Environmental Science Classroom: Poems with a Point

The following poems have been approved for use in university environmental science courses.

I have found over my years of teaching that students appreciate a variety of perspectives.  Poets are said to be the sense organs of our species-- often with deep and intuitive understanding of the big picture and the underlying factors associated with complex issues.  They are often able to deliver the lessons more succinctly and memorably than the professors.

The four poems listed below are a few of the ones I have found to be particularly appropriate.  These are not recently published poems, but their themes are even more important and relevant today than when they were written.  I have provided the publication dates for two of them.  

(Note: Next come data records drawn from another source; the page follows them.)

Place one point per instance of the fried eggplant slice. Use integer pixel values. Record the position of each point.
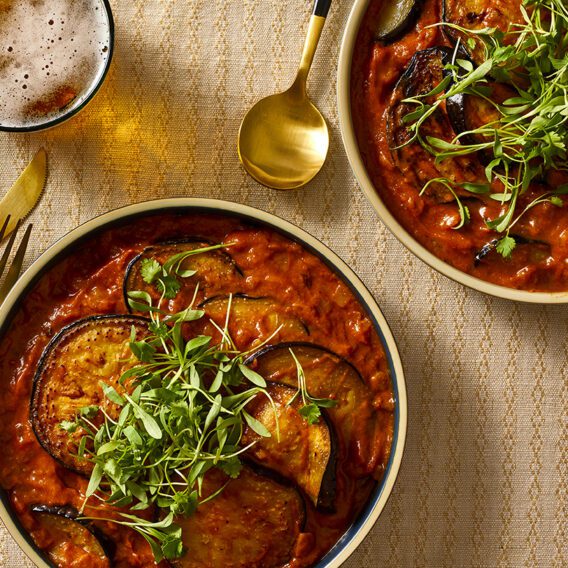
(395, 19)
(424, 73)
(535, 251)
(253, 522)
(254, 319)
(216, 271)
(63, 531)
(301, 452)
(67, 379)
(477, 15)
(328, 375)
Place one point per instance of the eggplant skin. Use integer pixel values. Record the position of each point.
(254, 319)
(64, 527)
(424, 72)
(536, 250)
(216, 270)
(396, 18)
(67, 378)
(254, 522)
(302, 453)
(360, 443)
(476, 15)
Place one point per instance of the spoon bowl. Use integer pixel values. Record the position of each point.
(284, 139)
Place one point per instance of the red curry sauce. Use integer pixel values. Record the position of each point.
(376, 69)
(89, 281)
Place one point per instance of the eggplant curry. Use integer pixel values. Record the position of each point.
(191, 390)
(461, 113)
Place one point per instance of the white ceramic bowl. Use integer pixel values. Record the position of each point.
(352, 148)
(355, 534)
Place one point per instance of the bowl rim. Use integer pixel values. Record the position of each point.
(90, 94)
(349, 138)
(367, 518)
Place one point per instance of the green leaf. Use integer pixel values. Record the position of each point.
(82, 447)
(478, 188)
(132, 436)
(108, 447)
(111, 394)
(150, 425)
(150, 268)
(213, 412)
(196, 343)
(95, 480)
(89, 411)
(232, 467)
(217, 382)
(256, 426)
(505, 246)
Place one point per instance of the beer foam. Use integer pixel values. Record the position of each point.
(52, 55)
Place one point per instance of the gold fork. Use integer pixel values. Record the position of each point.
(16, 266)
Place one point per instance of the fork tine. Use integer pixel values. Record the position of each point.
(8, 248)
(4, 227)
(14, 270)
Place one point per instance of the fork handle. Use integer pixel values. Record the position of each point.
(321, 8)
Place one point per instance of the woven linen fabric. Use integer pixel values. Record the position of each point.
(484, 477)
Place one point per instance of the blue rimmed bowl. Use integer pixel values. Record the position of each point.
(367, 518)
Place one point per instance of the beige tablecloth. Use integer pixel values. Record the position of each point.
(484, 477)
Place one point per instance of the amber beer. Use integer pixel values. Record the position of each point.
(53, 56)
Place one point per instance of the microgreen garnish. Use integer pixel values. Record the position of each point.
(166, 277)
(527, 138)
(181, 411)
(310, 409)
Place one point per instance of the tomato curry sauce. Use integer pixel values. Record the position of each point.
(89, 281)
(540, 260)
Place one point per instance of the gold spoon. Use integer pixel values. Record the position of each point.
(283, 139)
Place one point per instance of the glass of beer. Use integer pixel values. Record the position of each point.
(54, 56)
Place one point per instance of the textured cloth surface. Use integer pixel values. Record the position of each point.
(484, 478)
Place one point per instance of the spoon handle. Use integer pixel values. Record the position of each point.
(321, 7)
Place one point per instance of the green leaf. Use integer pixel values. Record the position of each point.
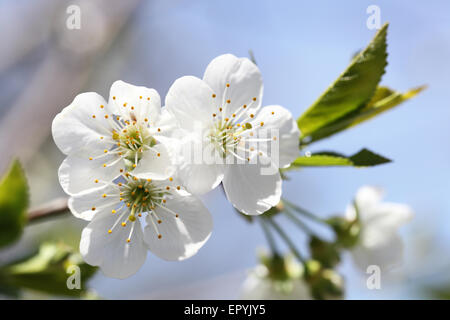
(13, 204)
(46, 271)
(351, 90)
(384, 99)
(364, 158)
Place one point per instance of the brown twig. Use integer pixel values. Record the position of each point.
(50, 209)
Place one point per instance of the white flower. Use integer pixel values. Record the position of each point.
(378, 242)
(176, 224)
(260, 286)
(102, 140)
(225, 107)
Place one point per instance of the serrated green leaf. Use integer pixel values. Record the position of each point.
(13, 204)
(352, 89)
(46, 271)
(364, 158)
(384, 99)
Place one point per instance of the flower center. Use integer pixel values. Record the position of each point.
(132, 140)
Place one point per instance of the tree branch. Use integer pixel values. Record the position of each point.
(50, 209)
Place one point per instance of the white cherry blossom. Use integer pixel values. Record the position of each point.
(104, 139)
(222, 114)
(177, 224)
(378, 243)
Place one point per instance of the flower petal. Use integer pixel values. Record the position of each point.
(250, 191)
(116, 257)
(278, 122)
(127, 99)
(78, 174)
(155, 164)
(190, 100)
(181, 237)
(89, 204)
(80, 125)
(244, 80)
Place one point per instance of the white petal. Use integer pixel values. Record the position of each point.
(243, 77)
(75, 127)
(278, 122)
(127, 99)
(250, 191)
(181, 237)
(78, 174)
(198, 169)
(111, 252)
(190, 100)
(152, 166)
(82, 205)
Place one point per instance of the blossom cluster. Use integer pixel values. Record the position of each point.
(129, 169)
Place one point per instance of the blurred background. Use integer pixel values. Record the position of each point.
(300, 47)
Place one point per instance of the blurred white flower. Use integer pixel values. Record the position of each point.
(378, 242)
(177, 224)
(103, 140)
(224, 109)
(286, 283)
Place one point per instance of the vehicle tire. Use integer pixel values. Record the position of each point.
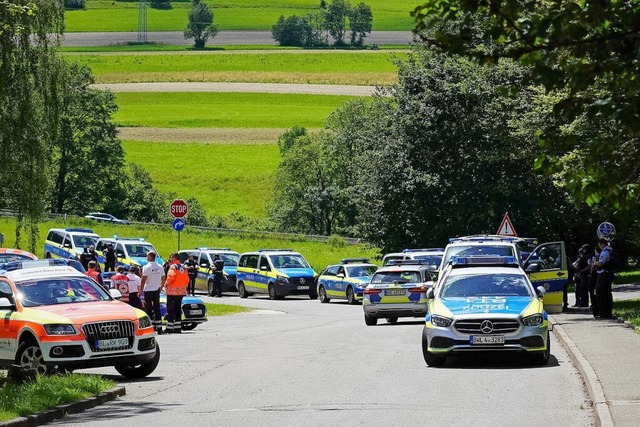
(189, 326)
(351, 296)
(430, 358)
(370, 321)
(142, 370)
(541, 358)
(30, 356)
(322, 292)
(242, 291)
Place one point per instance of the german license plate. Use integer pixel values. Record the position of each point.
(112, 343)
(487, 339)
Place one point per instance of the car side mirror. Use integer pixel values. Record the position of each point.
(6, 304)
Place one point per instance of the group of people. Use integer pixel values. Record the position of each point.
(593, 278)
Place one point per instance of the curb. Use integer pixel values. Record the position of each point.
(591, 380)
(62, 410)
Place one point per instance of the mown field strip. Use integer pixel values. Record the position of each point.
(311, 89)
(224, 110)
(101, 15)
(225, 178)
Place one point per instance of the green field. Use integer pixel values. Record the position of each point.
(101, 15)
(225, 178)
(165, 240)
(325, 67)
(226, 110)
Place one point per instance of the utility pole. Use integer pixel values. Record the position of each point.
(142, 22)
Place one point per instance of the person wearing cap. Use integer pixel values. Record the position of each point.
(152, 279)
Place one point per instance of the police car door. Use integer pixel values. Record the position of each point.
(547, 266)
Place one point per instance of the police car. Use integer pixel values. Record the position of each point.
(204, 256)
(485, 303)
(397, 290)
(129, 251)
(276, 272)
(68, 242)
(56, 318)
(346, 280)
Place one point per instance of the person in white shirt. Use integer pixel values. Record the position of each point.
(153, 277)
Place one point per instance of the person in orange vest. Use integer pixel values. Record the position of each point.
(175, 286)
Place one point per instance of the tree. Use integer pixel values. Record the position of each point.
(200, 26)
(589, 53)
(336, 19)
(29, 105)
(88, 161)
(360, 22)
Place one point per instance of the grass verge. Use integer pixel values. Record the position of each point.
(225, 309)
(227, 110)
(17, 400)
(629, 310)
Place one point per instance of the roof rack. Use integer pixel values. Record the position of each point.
(353, 260)
(79, 230)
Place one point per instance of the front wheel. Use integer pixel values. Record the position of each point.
(142, 370)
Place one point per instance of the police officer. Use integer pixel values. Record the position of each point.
(176, 288)
(218, 270)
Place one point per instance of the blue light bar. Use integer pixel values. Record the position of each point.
(478, 260)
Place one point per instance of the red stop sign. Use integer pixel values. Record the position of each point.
(179, 208)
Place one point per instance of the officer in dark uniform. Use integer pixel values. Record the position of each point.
(218, 269)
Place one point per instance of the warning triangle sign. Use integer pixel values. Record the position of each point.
(506, 227)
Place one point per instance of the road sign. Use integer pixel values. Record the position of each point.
(506, 227)
(179, 208)
(178, 224)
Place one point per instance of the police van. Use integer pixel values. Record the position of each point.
(68, 242)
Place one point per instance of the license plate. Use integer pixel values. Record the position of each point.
(487, 339)
(112, 343)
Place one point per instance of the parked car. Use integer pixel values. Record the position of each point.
(104, 217)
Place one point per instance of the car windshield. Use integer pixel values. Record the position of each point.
(478, 285)
(84, 241)
(63, 290)
(288, 261)
(396, 276)
(361, 270)
(474, 250)
(139, 250)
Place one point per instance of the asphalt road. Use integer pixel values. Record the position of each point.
(380, 38)
(316, 364)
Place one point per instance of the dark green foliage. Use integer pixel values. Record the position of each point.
(200, 26)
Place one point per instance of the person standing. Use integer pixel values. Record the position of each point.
(218, 275)
(152, 278)
(176, 287)
(192, 268)
(605, 279)
(109, 258)
(134, 282)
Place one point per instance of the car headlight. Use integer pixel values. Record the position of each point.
(440, 321)
(144, 322)
(533, 320)
(60, 329)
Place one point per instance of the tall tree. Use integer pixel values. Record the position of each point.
(200, 26)
(29, 104)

Your assignment:  Read these poems, then begin writing your own.

"The Flight"  1930.  (Rudyard Kipling)-- describes the displacement of wildlife by human disturbance.

"The Purse-Seine"  1937 (Robinson Jeffers)-- describes the vulnerability of urban populations. Consider that today about 54% of the world's 7 billion people live in urban settings, that by 2050 about 74% of the predicted 9.6 billion people will be urban, and that by 2100, 99% (according to the UN) of the expected 10 billion humans on Earth will be urban-dwellers.  

"The Wages of History" (Wendell Berry)-- a humble poem of agricultural land abuse and the challenges that lie ahead.

"For the Children" (Gary Snyder)-- down-to-Earth advice for tomorrow.